To examine what was marketed is really all we have to look at. And what was chosen to be sold was less than what was acquired. Designs moved backwards. And the whole thing was quietly allowed to die without comment. In my opinion, to call that incompetence, and to not see it as an intention, would be like pretending the "bridge is out" sign really means to speed up and go ahead.
Well, you know more about Rogers drums that I ever will, but I have to wonder then what you make of Gibson's similar nuking of the Slingerland brand.
They reportedly (I've never seen them) built some top-quality product, then dropped that, later slapped the name on cheapo Asian-made snares, then completely let it fade out.
Do you think that their intention was to kill the brand, or does that depend on the company doing the acquiring and killing being one that also already makes drums?
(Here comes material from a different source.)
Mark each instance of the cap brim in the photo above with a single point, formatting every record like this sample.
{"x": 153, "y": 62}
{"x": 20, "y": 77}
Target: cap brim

Based on what I've seen while working for (and, currently, owning) companies that make music gear, one possible scenario is that when Brook Mays went bankrupt owing Yamaha $16,000,000, some employee(s) at Yamaha US noticed that they could acquire the brand name, got all excited, issued some press releases, then failed to sell their great idea to the bosses back in Japan.
Some other employee(s) back at the home office picked up part of the idea, and the next time he ran into the guy who kept pestering him about making cheap OEM drums for Yamaha, he figured out a way to get the guy off his back and maybe make a buck or two from the old brand.
We have no way of knowing for sure [i]what[/] happened. I'm just tossing up an alternative theory. Maybe Oswald acted alone, maybe he was a patsy.
But if Yamaha wanted to make sure that Rogers was good and dead, going to the length of deliberately marketing crappy drums under that name just to sully it, why have they now sold the brand to Reliance International? Reliance makes some really good stuff (supposedly all the hardware for Gretsch).